You can click the buttons in the upper-right corner of the section to switch between time ranges to query. The time ranges are Last 1 Week, Last 1 Month, Last 3 Months, and Last 1 Year.

Detailed description of Hotspot Assets

The Hotspot Assets section ranks the most attacked assets over the last year. This helps you identify core assets.

Hotspot Assets

We recommend that you deploy a comprehensive security hardening solution for the most attacked assets. For more information, see Best practices for mitigating DDoS attacks.

Detailed description of Industry Risk Insight

The Industry Risk Insight section displays the trend in the quantity of traffic attacks in various industries over the last six months.
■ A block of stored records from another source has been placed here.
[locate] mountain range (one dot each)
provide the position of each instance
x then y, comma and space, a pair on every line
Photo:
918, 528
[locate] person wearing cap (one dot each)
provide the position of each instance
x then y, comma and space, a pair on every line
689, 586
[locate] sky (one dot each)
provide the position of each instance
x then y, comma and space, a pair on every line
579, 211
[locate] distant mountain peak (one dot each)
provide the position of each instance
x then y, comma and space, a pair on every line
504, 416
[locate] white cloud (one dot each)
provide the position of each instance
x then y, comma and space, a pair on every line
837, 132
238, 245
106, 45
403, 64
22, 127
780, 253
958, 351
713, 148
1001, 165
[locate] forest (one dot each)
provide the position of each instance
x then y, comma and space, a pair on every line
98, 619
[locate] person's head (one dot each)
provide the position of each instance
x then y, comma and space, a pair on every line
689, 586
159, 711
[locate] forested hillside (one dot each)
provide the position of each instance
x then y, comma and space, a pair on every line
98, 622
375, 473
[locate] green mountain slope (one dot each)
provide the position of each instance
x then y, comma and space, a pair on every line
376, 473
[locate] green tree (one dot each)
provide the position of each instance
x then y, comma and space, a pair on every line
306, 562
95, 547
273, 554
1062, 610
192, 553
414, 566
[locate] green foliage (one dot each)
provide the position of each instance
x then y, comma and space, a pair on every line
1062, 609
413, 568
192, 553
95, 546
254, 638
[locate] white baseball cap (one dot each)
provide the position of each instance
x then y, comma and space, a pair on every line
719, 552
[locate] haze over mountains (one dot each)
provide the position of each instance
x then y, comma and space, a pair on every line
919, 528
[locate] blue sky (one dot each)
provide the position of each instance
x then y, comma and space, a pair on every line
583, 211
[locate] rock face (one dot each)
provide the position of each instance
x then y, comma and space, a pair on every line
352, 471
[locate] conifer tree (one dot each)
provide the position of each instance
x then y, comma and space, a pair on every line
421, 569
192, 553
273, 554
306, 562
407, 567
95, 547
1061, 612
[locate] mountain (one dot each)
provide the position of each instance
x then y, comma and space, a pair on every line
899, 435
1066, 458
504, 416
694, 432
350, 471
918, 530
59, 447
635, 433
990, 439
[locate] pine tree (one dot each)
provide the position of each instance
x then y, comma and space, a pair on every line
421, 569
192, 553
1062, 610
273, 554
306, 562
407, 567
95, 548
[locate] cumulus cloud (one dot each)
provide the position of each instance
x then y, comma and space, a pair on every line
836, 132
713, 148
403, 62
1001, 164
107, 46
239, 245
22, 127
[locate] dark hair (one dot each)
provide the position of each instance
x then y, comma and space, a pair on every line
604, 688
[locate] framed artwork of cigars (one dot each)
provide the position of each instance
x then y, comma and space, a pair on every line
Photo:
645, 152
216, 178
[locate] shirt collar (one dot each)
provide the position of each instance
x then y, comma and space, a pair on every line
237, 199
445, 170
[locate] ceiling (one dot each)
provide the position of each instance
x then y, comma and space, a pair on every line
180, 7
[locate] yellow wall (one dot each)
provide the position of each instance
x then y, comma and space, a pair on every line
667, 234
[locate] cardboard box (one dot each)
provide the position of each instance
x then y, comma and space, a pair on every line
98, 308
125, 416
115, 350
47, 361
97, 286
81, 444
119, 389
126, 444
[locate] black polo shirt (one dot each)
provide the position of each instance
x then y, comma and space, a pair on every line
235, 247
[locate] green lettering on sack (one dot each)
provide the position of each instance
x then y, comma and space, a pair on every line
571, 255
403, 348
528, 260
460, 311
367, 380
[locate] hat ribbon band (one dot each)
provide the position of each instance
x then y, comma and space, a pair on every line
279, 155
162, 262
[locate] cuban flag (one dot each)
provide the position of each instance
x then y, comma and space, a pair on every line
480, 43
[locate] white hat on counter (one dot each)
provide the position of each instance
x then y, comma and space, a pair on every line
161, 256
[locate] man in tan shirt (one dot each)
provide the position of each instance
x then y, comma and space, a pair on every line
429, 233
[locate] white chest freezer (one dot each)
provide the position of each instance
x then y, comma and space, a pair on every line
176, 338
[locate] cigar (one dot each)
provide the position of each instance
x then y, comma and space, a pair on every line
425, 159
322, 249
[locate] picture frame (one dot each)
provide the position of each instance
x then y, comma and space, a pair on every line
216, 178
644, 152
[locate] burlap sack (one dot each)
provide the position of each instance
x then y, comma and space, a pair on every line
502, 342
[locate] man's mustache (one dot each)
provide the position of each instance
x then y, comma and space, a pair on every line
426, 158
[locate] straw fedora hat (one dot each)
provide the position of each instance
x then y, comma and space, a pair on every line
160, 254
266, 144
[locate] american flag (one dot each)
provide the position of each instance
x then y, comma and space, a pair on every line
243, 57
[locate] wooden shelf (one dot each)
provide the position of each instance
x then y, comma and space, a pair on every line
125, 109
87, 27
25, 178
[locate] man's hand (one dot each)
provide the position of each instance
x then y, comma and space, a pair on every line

This helps you understand the security posture specific to the industry of your business.

You can click All Industries or Current Industry in the upper-right corner of the section to query the related data. The following list describes the details:
  • After you click All Industries, you can select an industry in which you are interested from the Industry drop-down list. Then, you can query the quantity of traffic attacks in the industry over the last six months. For example, you can select Research Institutes, Automotive Manufacturing, or Gaming.
  • After you click Current Industry, you can specify the industry of your business and query the quantity of traffic attacks in the industry over the last six months

Traffic Security Documentation

The Traffic Security Documentation section provides links to the latest updates in the field of traffic security. This helps you understand the background of traffic security and obtain up-to-date information in this field.

You can click a link to view the details of the update in which you are interested.